Endlich kamen die Sommerferien, ich musste gerade sehr lachen, während ich das hier schreibe. Wir bekamen für die Sommerferien viel Material für die Kinder zum lernen. Meine Älteste musste eine Nachprüfung machen. Aber wo soll es überhaupt hin gehen in den wohlverdienten Urlaub? Es war alles so ungewiss, dass wir uns schließlich für Österreich entschieden haben. Der erste Sommer in Österreich – ist auch nicht schlecht. Nur Österreich ist sehr teuer und mit fünf Kindern kaum machbar, außer man verdient genug. Es waren letztendlich sechs wundervolle Tage in Vorarlberg in unserer alten Heimat.
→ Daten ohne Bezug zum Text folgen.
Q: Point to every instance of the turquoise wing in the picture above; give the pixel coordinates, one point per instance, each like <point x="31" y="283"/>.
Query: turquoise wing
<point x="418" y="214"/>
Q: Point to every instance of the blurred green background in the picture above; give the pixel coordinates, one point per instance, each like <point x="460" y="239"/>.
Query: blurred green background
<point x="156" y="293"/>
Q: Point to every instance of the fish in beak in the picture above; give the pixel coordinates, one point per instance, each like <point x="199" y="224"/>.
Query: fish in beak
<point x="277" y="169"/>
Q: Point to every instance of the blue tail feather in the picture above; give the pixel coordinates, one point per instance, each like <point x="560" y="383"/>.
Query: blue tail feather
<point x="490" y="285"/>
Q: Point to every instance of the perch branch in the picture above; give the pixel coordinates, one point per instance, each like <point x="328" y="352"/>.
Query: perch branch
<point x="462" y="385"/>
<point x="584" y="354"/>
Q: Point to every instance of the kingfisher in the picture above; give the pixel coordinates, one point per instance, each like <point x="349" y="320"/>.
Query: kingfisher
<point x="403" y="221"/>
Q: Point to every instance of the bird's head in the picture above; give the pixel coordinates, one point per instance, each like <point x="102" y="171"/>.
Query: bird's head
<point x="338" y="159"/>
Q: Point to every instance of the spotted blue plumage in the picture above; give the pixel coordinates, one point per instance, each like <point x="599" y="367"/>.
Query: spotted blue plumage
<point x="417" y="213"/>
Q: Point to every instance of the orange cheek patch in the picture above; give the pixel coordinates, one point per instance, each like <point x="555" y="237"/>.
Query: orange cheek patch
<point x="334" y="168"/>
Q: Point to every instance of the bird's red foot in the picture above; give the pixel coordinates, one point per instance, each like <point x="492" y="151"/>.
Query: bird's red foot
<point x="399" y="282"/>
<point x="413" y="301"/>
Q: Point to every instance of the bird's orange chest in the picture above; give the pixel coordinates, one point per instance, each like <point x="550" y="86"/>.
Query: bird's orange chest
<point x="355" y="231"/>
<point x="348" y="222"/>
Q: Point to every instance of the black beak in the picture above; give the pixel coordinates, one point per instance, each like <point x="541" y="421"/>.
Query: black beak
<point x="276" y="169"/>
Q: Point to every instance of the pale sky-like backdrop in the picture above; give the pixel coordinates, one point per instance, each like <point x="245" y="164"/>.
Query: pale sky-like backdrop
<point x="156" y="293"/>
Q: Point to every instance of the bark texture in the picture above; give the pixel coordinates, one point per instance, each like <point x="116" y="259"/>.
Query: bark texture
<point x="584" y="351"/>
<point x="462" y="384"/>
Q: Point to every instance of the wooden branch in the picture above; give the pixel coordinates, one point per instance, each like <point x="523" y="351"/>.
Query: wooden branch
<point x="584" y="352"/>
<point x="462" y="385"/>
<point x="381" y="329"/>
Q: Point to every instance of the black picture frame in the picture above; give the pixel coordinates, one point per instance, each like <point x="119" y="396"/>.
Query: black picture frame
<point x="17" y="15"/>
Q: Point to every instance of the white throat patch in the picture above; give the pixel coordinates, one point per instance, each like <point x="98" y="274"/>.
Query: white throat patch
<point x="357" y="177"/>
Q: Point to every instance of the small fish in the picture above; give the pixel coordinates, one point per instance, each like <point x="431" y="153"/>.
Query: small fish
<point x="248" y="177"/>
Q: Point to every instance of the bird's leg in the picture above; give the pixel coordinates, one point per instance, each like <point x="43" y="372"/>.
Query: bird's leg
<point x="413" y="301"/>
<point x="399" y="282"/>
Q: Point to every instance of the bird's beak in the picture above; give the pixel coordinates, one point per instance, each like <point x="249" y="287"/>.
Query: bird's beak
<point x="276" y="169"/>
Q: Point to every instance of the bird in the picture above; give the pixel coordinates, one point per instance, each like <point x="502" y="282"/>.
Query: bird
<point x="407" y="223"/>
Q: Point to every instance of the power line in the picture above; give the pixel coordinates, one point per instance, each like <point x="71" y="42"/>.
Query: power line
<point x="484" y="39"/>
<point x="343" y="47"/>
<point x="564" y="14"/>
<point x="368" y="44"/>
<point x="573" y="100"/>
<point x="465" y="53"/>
Nach dem Urlaub wieder zurück zur Arbeit, meine drei jüngeren Kinder konnten trotz Corona in den Sommercamp organisiert von der Stadt Wien fahren. Das hat uns zu der Zeit sehr geholfen. Trotz allem entwickelte ich eine Schlaflosigkeit und verlor mit jedem Tag den Antrieb. Ängste bezüglich Schulanfang steigerten sich in Panikgefühle. Ich konnte mich beim U-Bahnfahren nicht mehr konzentrieren, hinzu kamen noch Schwindel und Tinnitus. Meine Ärztin schrieb mich krank und ich sollte für eine längere Zeit Medikamente einnehmen, die meine Verkehrstüchtigkeit beeinträchtigen. Nach einigen Wochen wurde mir schmerzlich klar, dass ich den Job aufgeben musste. Da ich nicht gekündigt werden wollte, vereinbarte ich mit meinem Chef einen Termin, um ihm meine Situation zu erklären. Ich wusste, dass es schlussendlich auf eine einvernehmliche Kündigung lief. Zwar wünschte ich mir in der Firma zu verbleiben und eventuell in einem anderen Bereich tätig zu sein, nur wurde das nicht so praktiziert, wie man das uns vermittelt. Aber ich brauchte auch die Zeit, los zu lassen und für meine Kinder da zu sein. Denn wir wissen nicht, was diese Zeit mit unseren Kindern angestellt hat. Für mich ist es klar ein Trauma, denn ich hatte noch nie in meinem Leben so eine anstrengende psychische sowie physische Zeit. Wie es weiter geht, wissen wir alle noch nicht. Aber was ich weiß, ist, dass es noch lange nicht vorbei ist. Die Überwachung und die Impfpflicht werden ein Thema sein, das mir jetzt schon genug Stoff zum Denken geben.